Total revenues increased 24 per cent to Sh204.9 billion from Sh165.2 billion on higher interest income and non-funded income arising from foreign exchange trading income.

Customer deposits closed the year at Sh1.4 trillion and despite pressure attributable to the appreciation of the Kenyan Shilling against the US dollar, customer loans and advances stood at Sh990.4 billion, pushing up its balance sheet to Sh1.96 trillion.

The bank’s assets however dropped slightly from Sh2.17 trillion the previous year after the exit of National Bank that is being sold to Nigerian lender, Access Group at an estimated $100 million (Sh12.9 billion).

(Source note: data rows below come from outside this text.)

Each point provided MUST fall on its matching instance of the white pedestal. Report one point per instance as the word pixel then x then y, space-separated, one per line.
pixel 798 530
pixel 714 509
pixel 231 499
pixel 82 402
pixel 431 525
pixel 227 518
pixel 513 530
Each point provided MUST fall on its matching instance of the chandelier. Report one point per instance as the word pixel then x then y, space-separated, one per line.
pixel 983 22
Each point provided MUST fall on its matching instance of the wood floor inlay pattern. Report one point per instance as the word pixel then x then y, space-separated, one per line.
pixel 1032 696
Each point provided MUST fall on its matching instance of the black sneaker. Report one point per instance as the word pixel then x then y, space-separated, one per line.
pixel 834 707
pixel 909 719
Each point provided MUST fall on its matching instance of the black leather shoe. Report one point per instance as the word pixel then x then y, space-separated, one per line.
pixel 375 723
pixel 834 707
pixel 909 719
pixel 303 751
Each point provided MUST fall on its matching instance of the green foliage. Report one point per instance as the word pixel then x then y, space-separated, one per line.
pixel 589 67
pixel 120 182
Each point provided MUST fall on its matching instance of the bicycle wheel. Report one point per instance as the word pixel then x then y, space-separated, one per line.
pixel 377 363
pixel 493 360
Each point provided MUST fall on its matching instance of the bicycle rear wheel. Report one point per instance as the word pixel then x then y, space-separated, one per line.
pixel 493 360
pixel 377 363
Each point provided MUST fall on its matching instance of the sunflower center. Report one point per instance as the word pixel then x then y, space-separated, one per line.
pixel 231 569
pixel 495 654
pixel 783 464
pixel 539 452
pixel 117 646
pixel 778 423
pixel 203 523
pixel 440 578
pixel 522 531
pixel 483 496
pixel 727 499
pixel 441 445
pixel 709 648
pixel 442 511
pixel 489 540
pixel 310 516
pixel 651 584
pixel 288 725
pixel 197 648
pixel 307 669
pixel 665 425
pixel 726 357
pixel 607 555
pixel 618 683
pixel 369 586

Group managing director, Paul Russo said the strong performance illustrates the bank’s resolve over the past three years to build an organisation for the future that is anchored on delivering value for customers, shareholders, and all stakeholders.

“We strive to be more agile by rethinking our customer-centred value propositions and leveraging Group capabilities in the markets where we operate in,” Russo said during an investor briefing in Nairobi NBK recovered from a Sh3.3 billion loss reported in 2023 to post a net profit of Sh993 million, despite assets dropping to Sh148.2 billion compared to Sh161.1 billion the previous financial year.

The Group’s diversification model continued to deliver strong benefits, with the contribution by subsidiaries (excluding KCB Bank Kenya) to the total assets standing at 34.9 per cent, while the share of profit after tax closed the year at 30.3 per cent.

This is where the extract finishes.